"I would like to give you a thump on the head, you dirty dog!" said Patsy, breathing fiercely against the corner of the window-pane, and his use of the adjective was singular as showing in what strange ways extremes can meet.
This was the man to whom he had sold the gear of his companions: an indelicate business indeed, and one which the cleanliness of the purchaser assisted him to rectify, and it was in this room that the barter had been conducted. By craning his neck a little he could see an oaken settle, and upon this his sacks were lying with their mouths open and the gleaming cloths flooding at the entry.
While he stared, the man removed his fingers from his eyes and put them in his pocket, then he arose very slowly and paced thoughtfully towards the window.
Mac Cann immediately ducked beneath the window-ledge. He heard the window opened and knew the man was leaning his elbows on the sill while he stared into the darkness.

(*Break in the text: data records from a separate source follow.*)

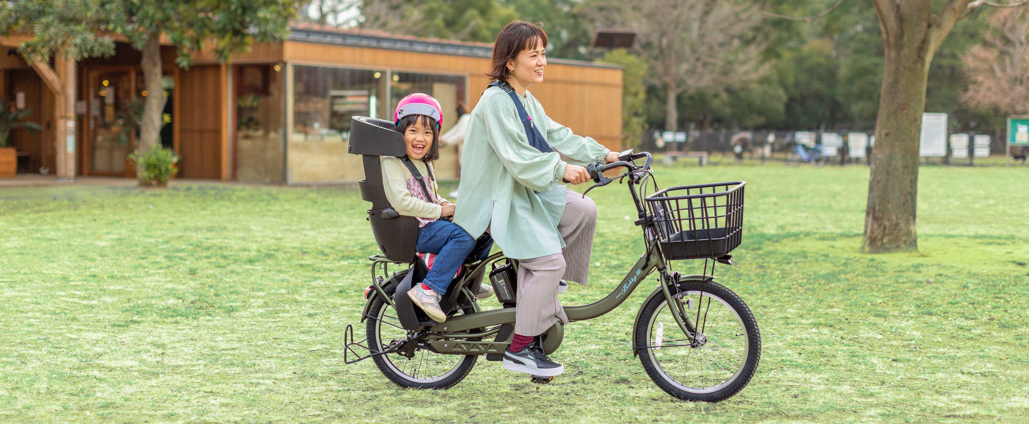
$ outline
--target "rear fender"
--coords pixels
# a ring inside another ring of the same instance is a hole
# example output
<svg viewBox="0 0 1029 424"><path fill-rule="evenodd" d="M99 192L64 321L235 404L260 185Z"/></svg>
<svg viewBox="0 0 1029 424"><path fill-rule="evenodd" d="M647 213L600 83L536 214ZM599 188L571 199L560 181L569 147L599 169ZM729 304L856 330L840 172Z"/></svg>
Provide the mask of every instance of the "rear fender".
<svg viewBox="0 0 1029 424"><path fill-rule="evenodd" d="M676 281L676 285L678 285L678 283L682 281L713 281L713 280L714 276L708 276L703 274L690 274L684 276L680 275L679 281ZM662 293L661 286L658 286L658 288L653 289L653 291L651 291L650 294L648 294L646 298L643 299L643 304L640 305L639 312L636 313L636 319L633 321L633 356L639 355L639 349L637 349L636 347L641 346L640 343L643 343L642 341L636 340L636 326L639 325L640 323L640 316L643 315L643 308L646 308L646 304L649 304L651 298L661 295L664 294Z"/></svg>
<svg viewBox="0 0 1029 424"><path fill-rule="evenodd" d="M393 298L391 298L389 294L386 294L386 288L396 287L396 284L403 279L403 277L407 274L407 271L410 270L393 273L393 275L390 276L390 279L383 282L383 284L379 284L379 280L371 280L371 287L374 290L368 293L368 299L364 302L364 310L361 311L361 322L368 319L368 316L371 314L371 304L376 302L377 297L382 296L387 304L393 305Z"/></svg>

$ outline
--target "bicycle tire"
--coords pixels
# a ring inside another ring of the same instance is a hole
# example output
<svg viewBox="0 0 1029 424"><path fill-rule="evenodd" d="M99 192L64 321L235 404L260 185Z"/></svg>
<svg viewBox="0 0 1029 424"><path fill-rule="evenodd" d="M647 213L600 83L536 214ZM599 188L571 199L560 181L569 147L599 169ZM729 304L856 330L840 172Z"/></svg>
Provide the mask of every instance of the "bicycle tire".
<svg viewBox="0 0 1029 424"><path fill-rule="evenodd" d="M668 373L661 367L661 364L653 356L653 349L640 349L639 357L640 362L643 364L643 369L646 370L647 376L650 377L650 380L653 381L658 387L664 390L665 393L668 393L675 398L706 402L717 402L728 399L743 390L743 388L750 382L750 379L753 378L754 373L757 370L757 364L760 361L761 352L760 330L757 328L757 321L754 319L753 313L743 299L733 292L733 290L730 290L721 284L713 281L681 281L679 282L679 289L684 292L702 291L704 294L713 294L714 296L724 301L724 303L728 304L734 312L736 312L743 324L743 328L747 332L747 357L745 358L743 365L737 374L734 375L732 378L733 380L728 385L710 392L698 392L684 389L683 387L685 387L685 385L675 381L672 376L669 376ZM652 318L654 314L661 311L665 304L665 296L657 295L650 298L650 301L644 306L642 312L640 313L640 318L637 320L636 328L634 328L635 346L649 346L647 344L649 341L651 325L653 325Z"/></svg>
<svg viewBox="0 0 1029 424"><path fill-rule="evenodd" d="M386 291L387 295L392 296L393 293L396 291L396 286L393 284L388 284L385 287L383 287L383 290ZM379 328L380 328L379 318L383 316L382 315L384 314L383 311L387 307L389 307L389 305L382 298L382 296L377 296L376 299L371 303L371 309L369 311L369 315L371 315L371 317L368 317L365 324L365 334L367 335L368 347L380 348L381 346L383 346L382 339L379 334ZM474 310L471 308L465 308L464 310L462 310L462 313L464 314L470 314L472 312L474 312ZM457 355L451 355L451 356L457 356ZM478 359L477 355L463 355L463 356L464 358L462 358L461 361L454 368L452 368L451 372L447 373L443 378L440 378L437 381L429 381L429 382L417 381L411 378L411 376L407 376L402 372L400 372L399 369L396 369L395 365L391 367L390 364L392 362L390 362L389 358L387 358L386 355L375 356L371 359L376 363L376 366L379 368L379 372L382 373L383 376L385 376L387 379L389 379L389 381L393 382L393 384L396 384L397 386L410 389L446 390L456 386L458 383L464 380L465 377L468 377L468 374L471 373L471 368L475 366L475 361Z"/></svg>

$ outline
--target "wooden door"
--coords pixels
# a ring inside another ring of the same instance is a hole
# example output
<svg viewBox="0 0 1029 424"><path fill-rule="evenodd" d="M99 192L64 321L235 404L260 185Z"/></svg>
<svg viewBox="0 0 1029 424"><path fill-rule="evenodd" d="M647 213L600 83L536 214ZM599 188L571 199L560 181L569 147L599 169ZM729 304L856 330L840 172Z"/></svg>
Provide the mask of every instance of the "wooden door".
<svg viewBox="0 0 1029 424"><path fill-rule="evenodd" d="M43 126L43 80L35 71L11 70L10 71L10 95L8 99L13 106L17 107L21 100L20 109L29 109L31 113L24 118L29 122ZM52 114L52 113L50 113ZM10 133L11 147L17 151L17 172L36 173L43 166L43 135L39 131L28 129L17 129Z"/></svg>
<svg viewBox="0 0 1029 424"><path fill-rule="evenodd" d="M127 120L136 102L135 67L93 69L86 78L85 174L135 176L127 165L135 132Z"/></svg>
<svg viewBox="0 0 1029 424"><path fill-rule="evenodd" d="M193 66L179 72L179 177L221 179L221 68Z"/></svg>

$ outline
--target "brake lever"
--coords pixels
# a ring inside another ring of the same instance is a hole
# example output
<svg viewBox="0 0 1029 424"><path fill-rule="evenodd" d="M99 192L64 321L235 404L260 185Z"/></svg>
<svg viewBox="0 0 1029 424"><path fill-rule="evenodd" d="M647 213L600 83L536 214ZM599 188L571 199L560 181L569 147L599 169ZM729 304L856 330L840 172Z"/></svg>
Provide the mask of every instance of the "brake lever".
<svg viewBox="0 0 1029 424"><path fill-rule="evenodd" d="M602 187L604 185L607 185L608 183L610 183L611 181L614 180L613 178L607 178L607 177L605 177L604 174L598 174L597 179L600 182L591 185L590 188L587 188L586 191L582 191L582 197L583 198L586 198L586 193L590 192L590 190L592 190L594 188L597 188L597 187Z"/></svg>

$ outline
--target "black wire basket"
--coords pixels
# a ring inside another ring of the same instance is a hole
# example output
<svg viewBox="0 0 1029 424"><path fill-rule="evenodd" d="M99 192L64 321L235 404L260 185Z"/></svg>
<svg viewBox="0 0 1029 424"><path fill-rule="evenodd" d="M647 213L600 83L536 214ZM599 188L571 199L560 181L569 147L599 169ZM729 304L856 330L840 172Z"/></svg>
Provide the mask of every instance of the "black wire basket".
<svg viewBox="0 0 1029 424"><path fill-rule="evenodd" d="M739 247L746 184L681 185L644 198L665 259L717 258Z"/></svg>

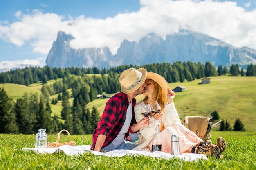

"Begor!" said Patsy to himself, and he flattened his body against the wall.
After a time, which felt longer than it could have been, he heard the man moving away, and he then popped up and again peeped through the window.
The man had opened the door of the room which faced the window and was standing in the entry. Now his hands were clasped behind his back, his head was sunken forward, and he seemed to be looking at his feet, which is the habit of many men when they think, for when the eyes touch the feet a circuit is formed and one's entire body is able to think at ease.
Suddenly the man stepped into a black corridor and he disappeared. Mac Cann heard about ten steps ringing from a solid flooring, then he heard a door open and shut, then he heard nothing but the shifting and rubbing of his own clothes and the sound his own nose made when he breathed outwards: there was a leathern belt about his middle, and from the noise which it made one would have fancied that it was woven of thunders—there was a great silence; the lighted room was both inviting and terrifying, for it was even more silent than the world outside; the steady globes stared at the window like the eyes of a mad fish, and one could imagine that the room had pricked up invisible ears and was listening towards the window, and one could imagine also that the room would squeak and wail if any person were to come through anywhere but a door and stand in it.
Mac Cann did not imagine any of these things. He spat on his hands, and in the twinkling of an eye he was inside the window. In three long and hasty paces he placed a hand on each of the sacks, and just as he gripped them he heard a door opening, and he heard the footsteps ringing again on a solid flooring.
"I'm in," said he, viciously, "and I won't go out."